You Want Me to Work with THEM?!?

Mary T. Rogus
rogus@ohio.edu

February 16, 2009, CLEVELAND -- WKYC and WOIO have announced a video-sharing arrangement designed to pool resources and allow both stations to cover more stories, while keeping the focus on content unique for their stations and their brands.


That's how a small item on WKYC-TV's website in Cleveland started. Now, two months later, the quotes from the two news directors found in the news release seem to be holding up. Rita Andolsen is WKYC-TV's News Director and one of the panelists on a RTNDA@NAB session on The New Journalism Networks Monday morning. She echoed her comments from the web news release, saying that the pooling partnerhsip with cross-town rival WOIO-TV only dealt with content that previously both stations would have covered and both would have basically gotten the same video and sound. The idea is to free up crews at both stations to cover other, enterprise stories. But she was the first to admitt, her newsroom wasn't exactly thrilled at working together with a fierce competitor.

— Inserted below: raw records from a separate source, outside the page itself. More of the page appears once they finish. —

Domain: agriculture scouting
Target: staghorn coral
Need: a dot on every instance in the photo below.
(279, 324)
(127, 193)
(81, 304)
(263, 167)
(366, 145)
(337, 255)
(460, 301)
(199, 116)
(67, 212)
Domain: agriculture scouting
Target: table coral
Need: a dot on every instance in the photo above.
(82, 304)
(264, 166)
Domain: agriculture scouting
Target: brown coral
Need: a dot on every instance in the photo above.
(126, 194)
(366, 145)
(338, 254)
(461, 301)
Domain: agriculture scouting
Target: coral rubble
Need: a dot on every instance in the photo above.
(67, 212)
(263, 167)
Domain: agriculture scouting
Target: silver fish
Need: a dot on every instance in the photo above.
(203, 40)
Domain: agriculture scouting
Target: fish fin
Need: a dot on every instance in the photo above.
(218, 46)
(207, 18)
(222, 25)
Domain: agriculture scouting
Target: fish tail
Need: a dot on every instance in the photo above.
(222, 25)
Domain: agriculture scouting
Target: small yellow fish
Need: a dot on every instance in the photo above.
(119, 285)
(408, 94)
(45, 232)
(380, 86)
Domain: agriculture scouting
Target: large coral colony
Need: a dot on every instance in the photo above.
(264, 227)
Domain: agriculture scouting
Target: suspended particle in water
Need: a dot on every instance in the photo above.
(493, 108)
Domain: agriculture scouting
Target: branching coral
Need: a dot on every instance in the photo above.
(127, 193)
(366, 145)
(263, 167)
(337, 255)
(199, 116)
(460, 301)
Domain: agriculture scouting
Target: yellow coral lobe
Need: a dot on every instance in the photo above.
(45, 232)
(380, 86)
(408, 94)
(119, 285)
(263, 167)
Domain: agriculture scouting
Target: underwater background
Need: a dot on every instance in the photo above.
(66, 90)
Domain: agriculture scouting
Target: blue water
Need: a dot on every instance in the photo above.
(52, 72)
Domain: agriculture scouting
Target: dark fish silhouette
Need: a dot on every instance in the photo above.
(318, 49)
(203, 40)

News sharing partnerships in a community are nothing new. Greg Dawson, News Director for KNSD-TV in San Diego, talked about multiple partners including newspapers, magazines and websites. Also on the panel, Ed Kelley, Editor of The Daily Oklahoman, discussed a relationship with a local television station that helped the newspaper get video for its website started. News content sharing agreements among former competitors from different media platforms have been working for more than 15 years. But creating a pool video and/or information agreements among rival TV stations, or newspapers statewide, is relatively new.

So What's the Problem?
One of the points all the panelists made was it was certainly better to have one camera or reporter at a story than none, and in the current climate of diminishing resources that could become the case. But these agreements do raise questions about the number of distinct voices covering the news in a community. Competition in any business is usually a good thing for consumers. It means better quality products at a more reasonable price.

The same holds true for news media. Mass media, such as newspapers and local television, have to work harder then ever before to get and keep news consumers in the current online news environment, which provides highly segmented news for specific audiences. But if, as in the case of Cleveland, there are a major metro newspaper, four television stations, radio news stations, and various smaller community daily/weekly newspapers covering a story, isn't it more likely that all angles of that story and distinctive perspectives will make it to the public? That's the diversity of voices.

Competition has it's downside too, though. When the battle for viewers or readers to satisfy advertisers leads to rushing stories to air/print to be first, sameness across news media, and pandering to desires for sensational or entertaining news, the public loses. As we have seen in multiple sessions the first two days of RTNDA@NAB, most newsrooms are forced to do more news with fewer resources across more platforms. In a competitive environment, if a news manager is faced with the choice of giving a reporter an extra day to work an enterprise that otherwise wouldn't be uncovered, or cover the mayor's news conference that all news media in town will have, and will fill 1:30 of today's newscast plus provide extra video and sound for the web, there is no choice. If these news sharing agreements make it possible for that news manager to do both then I think they are a good thing, as long as all partners use the pooled video or informaion to produce their own stories.

So called "mainstream media" are under greater scrutiny than ever before from the instaneous blogosphere, so no television station or newspaper or radio station partnership is going to get away with monopolizing information or news perspectives. These partnerships are an economic reality for news media whose consumers make greater demands for more information, right now. As long as the end result is not fewer journalist boots on the ground, the diversity of voices heard from could increase. More resources could be available again for more enterprise and investigative reporting that had been the hallmark of mainstream local news, and could be its savior in the growing information overload.